‘Club 27’ sabato al TaTÀ di Taranto

«Possiamo essere eroi anche solo per un giorno», il refrain di “Heroes”, brano epico, uno dei capolavori di David Bowie, scritto con Brian Eno nel 1977. Per “Heroes”, progetto artistico triennale 2017/19 di Crest e “Tra il dire e il fare” (Ruvo di Puglia, BA) in ATS, sabato 18 novembre, alle ore 21 al TaTÀ di Taranto, in via Deledda al quartiere Tamburi, anteprima regionale di “Club 27”, progetto di Ippolito Chiarello, testi Francesco Niccolini, regia Michelangelo Campanale e Ippolito Chiarello, con Ippolito Chiarello, produzione Nasca Teatri di Terra / Tra il dire e il fare, anteprima regionale. Biglietto 10 euro, ridotto 7 euro (under 30 e over 65). Prima e dopo lo spettacolo, nel foyer del TaTÀ, Vinyl Zone proporrà una selezione musicale a cura di dj Pa.Co e Sonyx dei migliori classici del rock, oltre ad esporre un’ampia scelta di vinili nuovi e usati rock/pop. Info: 099.4725780 – 366.3473430.

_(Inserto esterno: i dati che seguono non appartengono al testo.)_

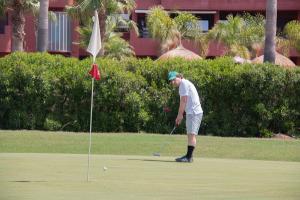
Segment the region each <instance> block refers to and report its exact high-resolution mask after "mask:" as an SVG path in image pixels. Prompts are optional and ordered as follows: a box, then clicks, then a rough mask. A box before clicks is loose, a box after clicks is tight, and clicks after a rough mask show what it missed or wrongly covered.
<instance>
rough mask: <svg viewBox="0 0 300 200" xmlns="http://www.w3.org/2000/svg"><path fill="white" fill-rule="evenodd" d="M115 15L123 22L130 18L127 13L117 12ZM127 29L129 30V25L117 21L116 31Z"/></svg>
mask: <svg viewBox="0 0 300 200" xmlns="http://www.w3.org/2000/svg"><path fill="white" fill-rule="evenodd" d="M116 17H121V18H122V19H123V20H124V21H125V22H128V21H129V20H130V16H129V14H119V15H117V16H116ZM128 30H129V26H128V24H126V23H124V22H122V23H119V24H118V25H117V30H116V31H117V32H128Z"/></svg>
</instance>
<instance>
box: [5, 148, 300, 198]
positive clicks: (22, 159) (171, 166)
mask: <svg viewBox="0 0 300 200" xmlns="http://www.w3.org/2000/svg"><path fill="white" fill-rule="evenodd" d="M173 159H174V158H173V157H153V156H128V155H92V156H91V168H90V182H87V181H86V179H87V176H86V175H87V155H82V154H58V153H55V154H46V153H45V154H35V153H0V199H1V200H2V199H3V200H53V199H55V200H95V199H103V200H141V199H145V200H148V199H151V200H153V199H159V200H179V199H181V200H187V199H188V200H190V199H195V200H199V199H201V200H206V199H210V200H218V199H220V200H221V199H222V200H241V199H243V200H245V199H246V200H252V199H253V200H299V199H300V162H283V161H261V160H240V159H216V158H195V161H194V163H176V162H173ZM103 167H107V170H103Z"/></svg>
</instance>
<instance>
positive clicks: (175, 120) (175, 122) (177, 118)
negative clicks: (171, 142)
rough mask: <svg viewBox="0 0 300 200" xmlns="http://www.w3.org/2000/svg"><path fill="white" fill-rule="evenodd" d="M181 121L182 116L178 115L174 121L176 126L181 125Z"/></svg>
mask: <svg viewBox="0 0 300 200" xmlns="http://www.w3.org/2000/svg"><path fill="white" fill-rule="evenodd" d="M182 119H183V114H178V115H177V118H176V120H175V124H176V126H179V124H180V123H181V121H182Z"/></svg>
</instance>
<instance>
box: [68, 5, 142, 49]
mask: <svg viewBox="0 0 300 200" xmlns="http://www.w3.org/2000/svg"><path fill="white" fill-rule="evenodd" d="M75 2H76V4H75V6H67V7H66V9H67V12H68V14H69V15H70V16H71V17H73V18H76V19H79V20H80V23H81V24H83V25H86V24H87V23H88V22H89V19H90V18H91V17H92V15H93V11H94V10H96V9H97V10H98V14H99V26H100V32H101V33H100V34H101V40H102V41H101V42H102V44H104V40H105V31H106V20H107V17H108V16H110V15H112V14H118V13H124V12H125V11H127V12H129V11H131V10H133V9H134V8H135V6H136V4H135V1H134V0H75ZM100 55H104V45H103V46H102V49H101V50H100Z"/></svg>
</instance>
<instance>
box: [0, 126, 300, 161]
mask: <svg viewBox="0 0 300 200" xmlns="http://www.w3.org/2000/svg"><path fill="white" fill-rule="evenodd" d="M88 145H89V134H87V133H69V132H45V131H4V130H2V131H0V153H65V154H86V153H87V152H88ZM162 146H164V148H163V149H161V152H160V153H161V155H162V156H172V157H177V156H181V155H182V154H183V153H185V151H186V135H172V136H170V135H159V134H134V133H122V134H120V133H94V134H93V136H92V151H91V152H92V154H111V155H141V156H151V155H152V154H153V153H154V152H157V151H160V148H161V147H162ZM194 156H195V157H201V158H234V159H247V160H270V161H295V162H300V140H299V139H297V140H278V139H262V138H229V137H228V138H224V137H211V136H198V137H197V147H196V149H195V153H194Z"/></svg>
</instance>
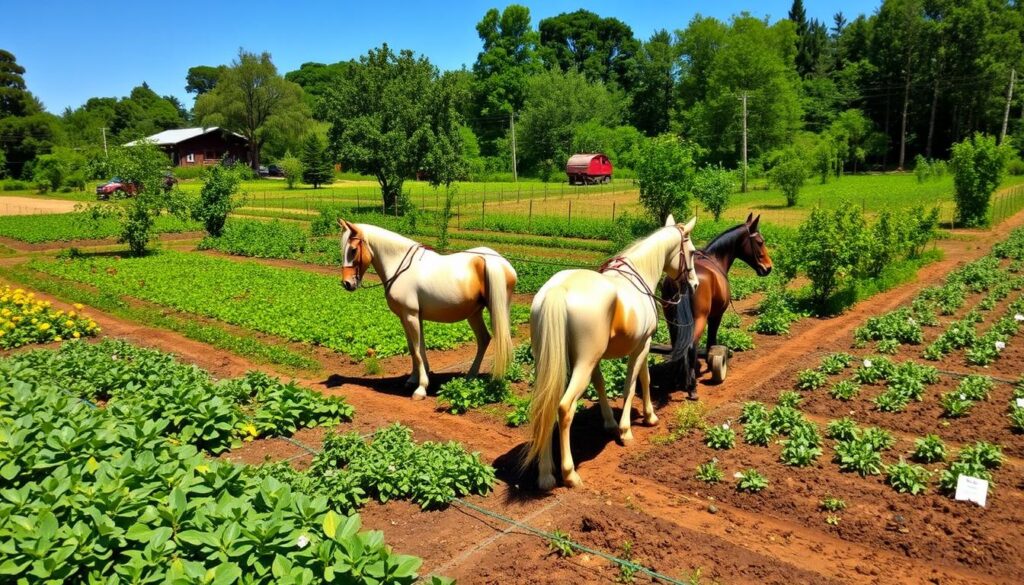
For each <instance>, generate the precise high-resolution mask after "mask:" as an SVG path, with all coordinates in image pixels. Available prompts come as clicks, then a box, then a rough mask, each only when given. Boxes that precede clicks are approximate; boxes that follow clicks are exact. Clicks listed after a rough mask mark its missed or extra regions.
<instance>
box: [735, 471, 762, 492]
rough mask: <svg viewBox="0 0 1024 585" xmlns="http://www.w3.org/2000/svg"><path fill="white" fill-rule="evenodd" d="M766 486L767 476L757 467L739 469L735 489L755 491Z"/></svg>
mask: <svg viewBox="0 0 1024 585" xmlns="http://www.w3.org/2000/svg"><path fill="white" fill-rule="evenodd" d="M767 487H768V478H767V477H765V476H764V475H762V474H761V473H760V472H759V471H758V470H757V469H746V470H745V471H740V472H739V474H738V476H737V478H736V491H738V492H748V493H752V494H754V493H757V492H760V491H762V490H764V489H765V488H767Z"/></svg>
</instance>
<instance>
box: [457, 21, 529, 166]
mask: <svg viewBox="0 0 1024 585" xmlns="http://www.w3.org/2000/svg"><path fill="white" fill-rule="evenodd" d="M476 32H477V34H478V35H479V37H480V40H481V41H482V42H483V50H481V51H480V53H479V54H478V55H477V57H476V62H475V64H473V75H474V77H475V78H476V89H475V94H476V98H475V101H476V114H477V116H478V117H479V118H484V119H488V120H490V119H494V118H496V117H508V116H511V115H512V113H513V112H519V111H521V110H522V106H523V102H524V101H525V99H526V83H527V80H528V79H529V77H530V76H531V75H535V74H537V73H540V72H541V71H543V66H542V65H541V60H540V59H539V58H538V56H537V45H538V42H539V41H540V37H539V36H538V34H537V31H535V30H534V28H532V26H531V25H530V18H529V8H527V7H525V6H522V5H519V4H509V5H508V6H506V7H505V9H504V10H502V11H499V10H498V9H497V8H492V9H489V10H487V12H486V13H485V14H484V15H483V18H482V19H480V22H479V23H477V25H476ZM476 130H477V132H476V134H477V136H479V137H480V138H481V139H482V141H483V142H484V153H485V154H487V155H493V154H494V153H495V150H496V148H495V141H496V140H497V139H498V138H499V137H500V136H502V135H503V134H504V126H503V125H501V124H481V125H480V126H478V127H477V128H476Z"/></svg>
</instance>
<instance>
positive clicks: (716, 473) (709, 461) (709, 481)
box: [695, 459, 725, 484]
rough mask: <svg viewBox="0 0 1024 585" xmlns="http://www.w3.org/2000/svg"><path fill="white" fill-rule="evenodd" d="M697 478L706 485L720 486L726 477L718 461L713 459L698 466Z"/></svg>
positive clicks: (696, 474)
mask: <svg viewBox="0 0 1024 585" xmlns="http://www.w3.org/2000/svg"><path fill="white" fill-rule="evenodd" d="M695 476H696V478H697V479H699V480H700V482H703V483H706V484H718V483H719V482H721V480H722V478H723V477H725V474H724V473H723V472H722V469H721V468H720V467H719V466H718V459H712V460H711V461H708V462H707V463H701V464H700V465H697V472H696V475H695Z"/></svg>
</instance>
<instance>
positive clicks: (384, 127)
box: [322, 44, 463, 212]
mask: <svg viewBox="0 0 1024 585" xmlns="http://www.w3.org/2000/svg"><path fill="white" fill-rule="evenodd" d="M456 97H457V94H456V92H455V90H454V87H453V85H452V84H449V83H442V82H441V81H440V76H439V75H438V72H437V69H436V68H435V67H434V66H433V65H431V64H430V61H429V60H427V58H426V57H424V56H421V57H416V56H415V55H414V54H413V52H412V51H409V50H403V51H401V52H399V53H394V52H393V51H392V50H391V49H390V47H388V46H387V45H386V44H385V45H383V46H382V47H381V48H379V49H371V50H370V52H369V53H367V54H366V55H364V56H362V57H360V58H359V61H358V64H356V65H354V66H353V67H352V68H350V70H349V72H348V75H347V76H346V77H345V79H344V81H343V82H342V83H339V84H338V85H337V86H336V87H334V88H332V89H331V91H330V93H329V94H328V96H327V97H326V98H325V99H324V100H323V102H322V109H323V112H322V114H323V115H322V118H323V119H324V120H327V121H328V122H330V123H331V129H330V131H329V132H328V136H329V137H330V141H331V148H332V150H333V152H334V154H335V155H336V156H337V159H338V160H339V161H340V162H341V163H342V164H343V165H345V166H346V167H347V168H350V169H352V170H355V171H358V172H361V173H365V174H370V175H373V176H375V177H377V181H378V182H379V183H380V185H381V196H382V198H383V200H384V207H385V209H386V210H388V211H393V212H397V211H400V207H401V206H400V200H401V187H402V184H403V182H404V180H406V178H407V177H410V176H413V175H414V174H415V173H416V172H418V171H426V172H427V173H428V174H430V175H432V174H433V173H434V172H435V169H432V168H430V164H431V161H436V160H439V159H438V156H437V155H436V154H435V156H434V157H432V158H430V159H428V158H427V155H428V153H432V152H435V151H436V149H438V148H450V149H453V150H454V152H457V153H459V156H461V154H462V152H463V151H462V139H461V136H460V133H459V114H458V112H457V111H456V109H455V108H456ZM438 172H439V171H438Z"/></svg>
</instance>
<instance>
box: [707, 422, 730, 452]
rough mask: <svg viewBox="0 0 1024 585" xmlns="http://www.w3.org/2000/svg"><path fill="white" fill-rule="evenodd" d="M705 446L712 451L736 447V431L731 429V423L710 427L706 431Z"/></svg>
mask: <svg viewBox="0 0 1024 585" xmlns="http://www.w3.org/2000/svg"><path fill="white" fill-rule="evenodd" d="M705 444H706V445H707V446H708V447H711V448H712V449H732V448H733V447H735V446H736V431H734V430H732V429H731V428H730V427H729V423H725V424H722V425H721V426H709V427H708V428H706V429H705Z"/></svg>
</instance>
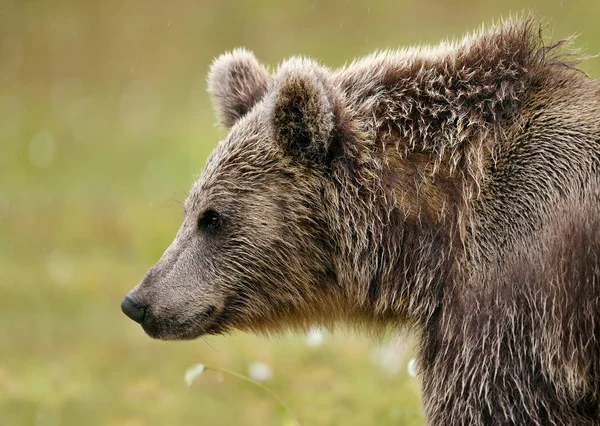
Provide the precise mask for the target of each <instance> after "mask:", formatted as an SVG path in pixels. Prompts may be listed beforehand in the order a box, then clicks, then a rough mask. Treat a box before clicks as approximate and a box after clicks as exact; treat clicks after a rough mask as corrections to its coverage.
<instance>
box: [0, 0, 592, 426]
mask: <svg viewBox="0 0 600 426" xmlns="http://www.w3.org/2000/svg"><path fill="white" fill-rule="evenodd" d="M530 8H532V9H534V10H538V11H539V13H540V15H542V16H544V17H546V18H549V19H552V28H554V30H555V34H556V35H555V37H554V38H555V39H556V38H558V37H564V36H568V35H570V34H572V33H575V32H579V33H582V36H581V37H580V38H579V40H578V42H577V44H578V45H579V46H583V47H585V48H586V49H587V51H586V53H590V54H594V53H598V52H600V44H599V40H600V37H598V27H597V22H598V20H599V19H600V3H598V2H597V1H596V0H589V1H587V0H582V1H579V2H570V3H569V2H563V1H561V0H556V1H554V0H552V1H546V0H532V1H527V2H524V1H517V0H514V1H508V2H504V3H497V4H492V3H490V4H485V5H484V4H482V3H480V2H478V1H476V0H463V1H457V2H451V3H449V2H443V1H437V2H436V1H433V2H425V3H423V4H420V3H418V2H417V3H415V2H412V3H410V2H409V3H406V4H399V3H397V2H395V1H392V0H381V1H377V2H367V3H361V2H358V1H348V0H333V1H328V2H312V3H311V2H296V3H294V4H291V3H290V4H288V5H286V6H285V7H283V6H281V4H280V3H279V2H275V1H274V0H262V1H260V2H252V3H249V2H217V1H207V2H201V3H197V2H174V3H173V4H170V5H169V6H168V7H166V6H165V3H164V2H159V1H152V0H145V1H137V0H134V1H128V2H122V1H117V0H108V1H106V2H100V3H97V4H95V3H91V2H77V1H75V0H66V1H64V2H52V1H49V0H46V1H44V0H40V1H35V2H19V1H11V0H7V1H5V2H3V3H2V5H1V6H0V23H1V25H0V424H1V425H61V426H63V425H64V426H71V425H80V424H85V425H123V426H124V425H128V426H134V425H135V426H137V425H188V424H206V425H215V426H218V425H233V424H244V425H261V426H271V425H273V426H275V425H279V426H282V425H289V424H291V423H290V422H291V421H292V418H291V417H290V415H289V414H288V413H287V412H286V411H285V410H284V409H283V408H281V406H280V405H279V404H278V403H277V401H274V400H273V399H272V398H270V397H269V396H268V395H265V393H264V392H263V391H262V390H261V389H259V388H256V387H255V386H253V385H252V384H249V383H244V382H240V381H239V380H234V379H233V378H230V377H227V376H220V375H219V374H204V375H202V376H201V377H200V378H199V379H198V381H197V382H196V383H195V384H194V386H193V387H191V388H190V387H188V386H187V385H186V384H185V382H184V372H185V370H186V369H187V368H188V367H189V366H191V365H193V364H197V363H205V364H207V365H211V366H214V367H216V368H226V369H229V370H232V371H235V372H237V373H241V374H247V370H248V367H249V365H251V363H253V362H256V361H260V362H264V363H266V364H268V365H269V366H270V367H271V369H272V371H273V377H272V378H271V379H270V380H269V381H267V382H266V383H265V385H266V386H268V387H269V389H271V390H273V391H274V392H275V393H276V394H277V395H278V397H280V398H281V399H282V400H283V401H285V403H286V404H287V405H289V406H290V407H291V408H292V409H293V410H294V412H295V413H296V414H297V415H298V416H299V417H300V418H301V420H302V422H303V425H344V426H351V425H370V424H375V425H388V424H394V425H409V426H410V425H422V424H423V423H424V419H423V414H422V410H421V404H420V400H419V390H418V389H419V388H418V380H417V379H414V378H411V377H409V376H408V374H407V368H406V364H407V362H408V358H410V357H411V356H412V355H411V353H410V350H406V351H400V356H399V357H398V359H397V360H392V361H393V364H394V365H396V366H399V367H398V369H397V372H390V371H389V367H388V368H386V367H385V366H382V365H381V363H380V362H377V361H375V360H374V354H373V351H374V350H375V349H376V348H377V347H379V346H380V345H381V344H382V343H380V342H374V341H372V340H370V339H368V338H364V337H360V336H357V335H354V334H351V333H344V332H340V333H337V334H335V335H334V336H327V338H326V340H325V342H324V344H323V345H322V346H319V347H309V346H308V345H307V344H306V343H305V341H304V339H303V336H298V335H286V336H282V337H278V338H276V339H271V340H268V339H265V338H263V337H256V336H250V335H245V334H239V335H234V336H226V337H211V338H208V339H206V341H204V340H198V341H193V342H170V343H165V342H160V341H154V340H151V339H150V338H148V337H147V336H146V335H144V334H143V332H142V330H141V329H140V327H139V326H137V325H136V324H134V323H133V322H132V321H130V320H128V319H127V318H126V317H125V316H124V315H123V314H122V313H121V312H120V309H119V304H120V301H121V299H122V298H123V296H124V295H125V294H126V293H127V291H129V289H130V288H132V287H133V286H134V285H135V284H136V283H137V282H138V281H139V280H140V278H141V277H142V276H143V274H144V273H145V271H146V270H147V269H148V268H149V267H150V266H151V265H152V264H153V263H154V262H155V261H156V260H157V259H158V257H159V256H160V255H161V253H162V251H163V250H164V249H165V248H166V247H167V246H168V244H169V243H170V241H171V239H172V238H173V235H174V233H175V231H176V229H177V228H178V227H179V224H180V221H181V218H182V211H181V206H180V205H179V202H181V201H183V200H184V199H185V197H186V194H187V190H188V188H190V186H191V184H192V182H193V180H194V178H195V177H196V176H197V175H198V174H199V173H200V171H201V168H202V165H203V163H204V161H205V158H206V156H207V155H208V153H209V152H210V150H211V149H212V147H213V146H215V144H216V143H217V142H218V141H219V140H220V139H221V138H223V136H224V132H223V131H222V130H219V129H217V128H215V127H214V126H213V122H214V118H213V113H212V111H211V108H210V105H209V102H208V96H207V95H206V93H205V83H204V77H205V72H206V70H207V68H208V65H209V63H210V61H211V60H212V58H213V57H214V56H215V55H218V54H219V53H222V52H223V51H225V50H227V49H231V48H232V47H234V46H238V45H245V46H248V47H249V48H251V49H253V50H255V51H256V52H257V54H258V56H259V57H260V58H261V59H263V60H265V61H267V62H268V63H270V64H271V65H275V64H277V63H278V62H279V61H281V60H282V59H283V58H284V57H287V56H290V55H292V54H306V55H310V56H313V57H316V58H319V59H321V60H322V61H323V62H324V63H326V64H329V65H332V66H335V65H341V64H343V63H344V62H345V61H347V60H349V59H351V58H353V57H355V56H358V55H363V54H366V53H368V52H370V51H372V50H375V49H377V48H385V47H397V46H403V45H408V44H417V43H423V42H428V43H432V42H436V41H438V40H439V39H441V38H443V37H448V36H450V37H452V36H457V35H460V34H462V33H463V32H464V31H466V30H470V29H473V28H476V27H478V26H479V25H480V24H481V22H483V21H486V22H489V21H490V20H491V19H492V18H498V17H500V16H506V15H508V13H509V12H511V11H512V12H514V11H519V10H523V9H530ZM583 68H584V69H585V70H586V71H590V72H591V74H592V75H595V76H598V75H600V72H599V70H600V59H599V58H595V59H592V60H590V61H588V62H586V63H585V64H584V65H583ZM40 134H43V135H44V136H43V138H42V140H43V141H45V142H43V143H42V148H41V150H40V148H39V146H38V149H35V147H36V144H33V145H32V143H31V142H32V140H34V139H35V138H36V135H40ZM48 141H50V142H48ZM44 144H46V145H44ZM32 146H33V148H32ZM32 150H33V151H34V152H32ZM40 156H41V157H40ZM40 161H41V163H42V166H41V167H40V166H39V164H40ZM36 164H38V166H36ZM383 344H384V345H385V343H383ZM394 365H392V367H393V366H394ZM213 373H214V372H213Z"/></svg>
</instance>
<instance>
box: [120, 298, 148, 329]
mask: <svg viewBox="0 0 600 426" xmlns="http://www.w3.org/2000/svg"><path fill="white" fill-rule="evenodd" d="M121 310H122V311H123V313H124V314H125V315H127V316H128V317H129V318H131V319H132V320H134V321H135V322H137V323H138V324H141V323H142V321H144V317H145V316H146V307H145V306H143V305H141V304H140V303H139V302H137V301H135V300H134V299H133V298H132V297H131V296H125V299H123V302H121Z"/></svg>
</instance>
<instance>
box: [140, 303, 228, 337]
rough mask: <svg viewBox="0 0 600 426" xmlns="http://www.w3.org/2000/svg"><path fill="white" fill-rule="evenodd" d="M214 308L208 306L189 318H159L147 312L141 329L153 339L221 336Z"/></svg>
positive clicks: (219, 328)
mask: <svg viewBox="0 0 600 426" xmlns="http://www.w3.org/2000/svg"><path fill="white" fill-rule="evenodd" d="M219 313H220V312H219V310H218V309H217V307H216V306H212V305H211V306H209V307H207V308H206V309H204V310H203V311H201V312H199V313H198V314H196V315H194V316H193V317H191V318H185V319H182V318H180V317H177V316H173V317H168V318H161V317H158V316H156V315H152V313H151V312H147V313H146V316H145V318H144V321H143V322H142V324H141V325H142V328H143V329H144V331H145V332H146V334H147V335H148V336H150V337H152V338H153V339H160V340H193V339H196V338H198V337H201V336H203V335H206V334H221V333H222V332H223V331H224V330H225V327H223V325H222V324H219V322H218V321H217V320H218V319H219V317H220V315H219Z"/></svg>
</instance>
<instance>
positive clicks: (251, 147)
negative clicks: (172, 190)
mask: <svg viewBox="0 0 600 426" xmlns="http://www.w3.org/2000/svg"><path fill="white" fill-rule="evenodd" d="M257 109H260V106H259V105H257V106H255V108H254V110H257ZM282 160H283V159H282V155H281V153H280V150H279V149H278V147H277V146H276V144H275V143H274V142H273V140H272V138H271V137H270V134H269V132H268V129H267V126H266V125H265V120H264V117H262V116H261V114H260V111H252V112H251V113H249V114H248V115H247V116H246V117H243V119H242V120H240V122H238V123H236V124H235V126H234V127H233V128H232V129H231V130H230V132H229V134H228V135H227V137H226V138H225V139H224V140H222V141H221V142H219V144H218V145H217V146H216V148H215V149H214V150H213V152H212V153H211V154H210V156H209V157H208V160H207V162H206V166H205V168H204V170H203V172H202V174H201V176H200V178H199V179H198V180H197V181H196V182H195V183H194V184H193V186H192V189H191V191H190V194H189V196H188V199H187V200H186V202H185V204H184V207H185V210H186V212H195V211H197V210H198V209H199V208H201V207H202V205H203V204H205V203H206V202H208V201H210V199H211V198H213V197H218V196H222V195H227V196H234V195H235V194H236V193H237V192H239V191H240V190H244V191H249V190H252V188H253V186H252V182H254V183H256V182H260V181H266V180H268V179H269V176H272V172H273V171H274V170H275V169H279V168H280V167H283V166H284V165H283V164H282V163H283V161H282Z"/></svg>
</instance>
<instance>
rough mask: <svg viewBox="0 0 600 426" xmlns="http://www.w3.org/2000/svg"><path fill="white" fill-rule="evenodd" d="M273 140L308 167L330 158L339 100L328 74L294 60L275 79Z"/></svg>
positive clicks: (338, 109) (274, 89) (272, 111)
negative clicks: (329, 78) (330, 154)
mask: <svg viewBox="0 0 600 426" xmlns="http://www.w3.org/2000/svg"><path fill="white" fill-rule="evenodd" d="M270 108H271V117H270V118H271V125H272V128H273V136H274V138H275V140H276V142H277V143H279V144H280V145H281V146H282V148H283V149H284V152H286V154H289V155H291V156H293V157H296V158H298V159H300V160H301V161H303V162H305V163H315V162H324V161H325V160H326V159H327V158H329V154H330V151H331V149H330V148H331V145H332V144H331V140H332V138H333V133H334V130H335V127H336V121H337V120H336V115H337V114H336V112H337V111H338V110H339V108H338V97H337V96H336V91H335V88H334V86H333V84H331V82H330V81H329V77H328V74H327V72H326V70H325V69H323V68H322V67H321V66H319V65H318V64H316V63H314V62H312V61H309V60H306V59H291V60H290V61H288V62H286V63H285V64H284V65H282V66H281V68H280V69H279V71H278V73H277V75H276V76H275V77H274V87H273V90H272V98H271V105H270Z"/></svg>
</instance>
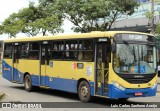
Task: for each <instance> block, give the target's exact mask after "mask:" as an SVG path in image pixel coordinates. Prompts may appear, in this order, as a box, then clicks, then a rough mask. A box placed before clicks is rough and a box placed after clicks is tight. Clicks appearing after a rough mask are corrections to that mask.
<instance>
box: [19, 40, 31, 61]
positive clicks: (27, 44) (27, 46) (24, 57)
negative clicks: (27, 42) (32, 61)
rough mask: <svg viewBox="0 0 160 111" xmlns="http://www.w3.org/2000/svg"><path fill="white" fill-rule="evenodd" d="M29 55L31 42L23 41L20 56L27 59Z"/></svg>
mask: <svg viewBox="0 0 160 111" xmlns="http://www.w3.org/2000/svg"><path fill="white" fill-rule="evenodd" d="M28 55H29V43H22V44H21V54H20V58H21V59H26V58H28Z"/></svg>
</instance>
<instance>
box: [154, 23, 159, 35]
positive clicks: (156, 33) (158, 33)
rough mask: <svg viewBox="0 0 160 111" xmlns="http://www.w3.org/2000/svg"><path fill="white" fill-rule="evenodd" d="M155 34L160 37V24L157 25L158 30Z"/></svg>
mask: <svg viewBox="0 0 160 111" xmlns="http://www.w3.org/2000/svg"><path fill="white" fill-rule="evenodd" d="M155 33H156V34H157V35H160V24H158V25H157V27H156V30H155Z"/></svg>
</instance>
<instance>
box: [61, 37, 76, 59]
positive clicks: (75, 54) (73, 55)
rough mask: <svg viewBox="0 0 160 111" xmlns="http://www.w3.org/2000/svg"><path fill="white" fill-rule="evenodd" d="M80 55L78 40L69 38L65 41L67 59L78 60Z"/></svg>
mask: <svg viewBox="0 0 160 111" xmlns="http://www.w3.org/2000/svg"><path fill="white" fill-rule="evenodd" d="M77 56H78V41H77V40H68V41H66V42H65V56H64V59H65V60H77Z"/></svg>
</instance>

Un uomo radio. Una consolle da dj, un microfono. Ippolito Chiarello – nei panni di un dj notturno – riporta in vita attraverso la loro musica, le parole, le suggestioni di una notte molto rock, senza tempo e senza spazio, i miti del club 27, ovvero delle star esplose in cielo (o agli inferi), nel loro ventisettesimo anno di età: Jimi Hendrix, Kurt Cobain, Robert Johnson, Jim Morrison, Amy Winehouse, in ottima compagnia con altri evocati come Jeff Buckley, Elvis Presley, Andy Warhol.
Leggende del rock, di cui sappiamo tutto ma che abbiamo voglia di ascoltare ancora una volta. “One more time”, come i bambini che ogni sera hanno bisogno delle stesse fiabe per addormentarsi. Storie di grandi miti, autentiche stelle del rock e non solo, quelle del Club 27. Gli immortali per eccellenza, in preda al loro distruttivo delirio di onnipotenza, dalle vite tragiche e “mortali”. Uno spettacolo in cui protagonista è il teatro e il suo pubblico, e in cui Ippolito Chiarello si concede il sogno più bello che un attore, e un dj, possano sperare di sognare… «Ho sempre avuto una passione per i miti, gli eroi e i supereroi: gli immortali, insomma. Vi racconto storie di miti, quelli maledetti, forse perché sono loro gli ultimi ad averci lasciato in eredità una storia. Forse avrei voluto essere uno di loro».